Поглядев на угрюмого чеха, одна из старушек, сидящих без дела на кухне, надела передник и встала к плите. Она варила питье с пряностями, что-то похожее на нянин сбитень, запах поднялся к потолку и понемногу стал проникать на второй этаж, где до этого крепко пахло жженой бумагой. На следующий день я поднялся туда и нашел в камине золу, оставшуюся от писем или счетов. Не знаю, кто и что там второпях уничтожил, но это был человек, редко бывавший в доме: камин в теткиной спальне не работал еще с тех времен, как хозяйкой была старая сеньора Брага, а вызвать трубочиста никому и в голову не пришло.
Грабарчик собрался приглашать священника и посмотрел на меня с досадой, когда я попытался возразить. Тетку вряд ли интересовало, что о ней думают на небесах, сказал я, но он пожал плечами и стал собираться в собор Святой Клары. С досадой он посмотрел и на мать, которая взяла его за рукав и принялась рассказывать про еловые ветки, которые в Литве непременно положили бы возле двери дома, где есть покойник, и в коридоре, и на ступеньках лестницы.

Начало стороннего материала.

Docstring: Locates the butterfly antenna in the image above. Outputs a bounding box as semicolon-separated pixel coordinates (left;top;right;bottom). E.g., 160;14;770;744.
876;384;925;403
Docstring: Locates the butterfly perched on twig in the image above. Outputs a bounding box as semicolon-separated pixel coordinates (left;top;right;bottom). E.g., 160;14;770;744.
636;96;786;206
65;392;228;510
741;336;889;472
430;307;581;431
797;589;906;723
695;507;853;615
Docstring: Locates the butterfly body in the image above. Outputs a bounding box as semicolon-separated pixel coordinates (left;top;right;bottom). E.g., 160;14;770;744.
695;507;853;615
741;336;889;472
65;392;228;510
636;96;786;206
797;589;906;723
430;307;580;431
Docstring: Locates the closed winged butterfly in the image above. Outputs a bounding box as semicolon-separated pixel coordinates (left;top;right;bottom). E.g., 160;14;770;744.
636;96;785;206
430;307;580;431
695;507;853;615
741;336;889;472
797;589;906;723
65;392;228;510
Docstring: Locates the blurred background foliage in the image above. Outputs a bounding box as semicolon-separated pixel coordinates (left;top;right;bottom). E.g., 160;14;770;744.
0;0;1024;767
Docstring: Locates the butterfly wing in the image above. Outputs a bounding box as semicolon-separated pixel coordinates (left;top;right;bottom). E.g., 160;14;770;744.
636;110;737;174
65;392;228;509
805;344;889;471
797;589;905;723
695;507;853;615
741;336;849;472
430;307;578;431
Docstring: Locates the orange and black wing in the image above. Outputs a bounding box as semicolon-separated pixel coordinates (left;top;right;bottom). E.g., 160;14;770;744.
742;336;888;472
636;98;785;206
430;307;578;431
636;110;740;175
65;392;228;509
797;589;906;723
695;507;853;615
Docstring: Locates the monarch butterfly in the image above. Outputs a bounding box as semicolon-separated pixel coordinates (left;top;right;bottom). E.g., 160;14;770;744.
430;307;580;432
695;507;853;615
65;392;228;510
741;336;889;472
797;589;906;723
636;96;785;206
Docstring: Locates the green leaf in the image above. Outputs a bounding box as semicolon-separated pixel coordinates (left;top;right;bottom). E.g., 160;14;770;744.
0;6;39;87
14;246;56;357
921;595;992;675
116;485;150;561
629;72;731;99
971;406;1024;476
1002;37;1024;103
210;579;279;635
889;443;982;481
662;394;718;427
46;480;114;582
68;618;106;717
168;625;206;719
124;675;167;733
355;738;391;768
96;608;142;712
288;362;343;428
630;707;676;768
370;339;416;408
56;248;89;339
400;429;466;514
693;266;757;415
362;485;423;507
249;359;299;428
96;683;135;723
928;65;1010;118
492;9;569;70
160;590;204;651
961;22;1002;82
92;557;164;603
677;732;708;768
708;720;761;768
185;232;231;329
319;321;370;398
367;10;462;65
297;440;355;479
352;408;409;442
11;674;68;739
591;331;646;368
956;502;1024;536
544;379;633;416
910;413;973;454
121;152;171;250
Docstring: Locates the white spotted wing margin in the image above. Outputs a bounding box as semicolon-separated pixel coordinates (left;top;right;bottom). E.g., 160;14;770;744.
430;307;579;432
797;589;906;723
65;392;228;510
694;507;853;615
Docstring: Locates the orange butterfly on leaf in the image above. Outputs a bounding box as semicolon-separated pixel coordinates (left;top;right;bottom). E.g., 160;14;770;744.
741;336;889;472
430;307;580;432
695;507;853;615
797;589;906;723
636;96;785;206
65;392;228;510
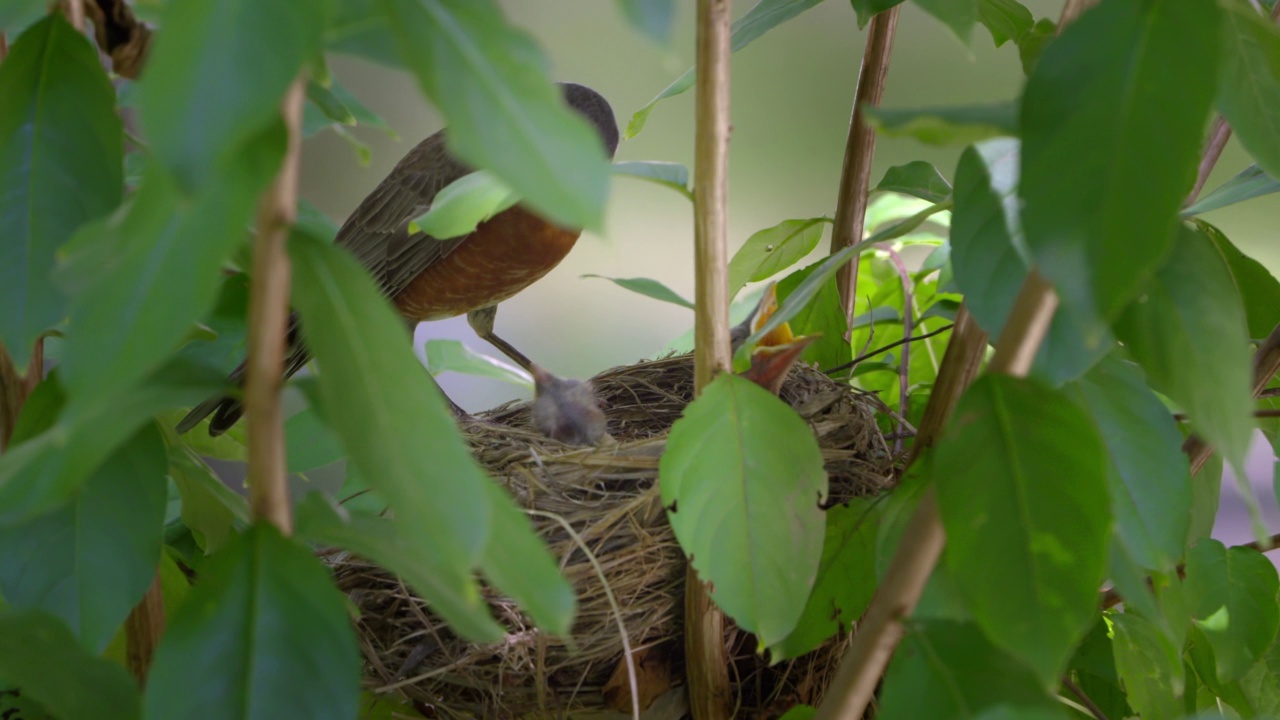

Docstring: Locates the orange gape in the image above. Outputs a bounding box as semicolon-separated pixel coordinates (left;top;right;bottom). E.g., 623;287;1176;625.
396;208;581;322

— Вот вы на священника потратитесь, а ее все равно сожгут, как нехристя какого, — мать доверительно наклонялась к Грабарчику, и он тоскливо водил глазами по комнате, наверное, хотел увидеть Агне. Хотел бы я знать, отчего все теткины поклонники любили эту мешковатую, несмышленую дочь, болтающуюся по свету безо всякой цели.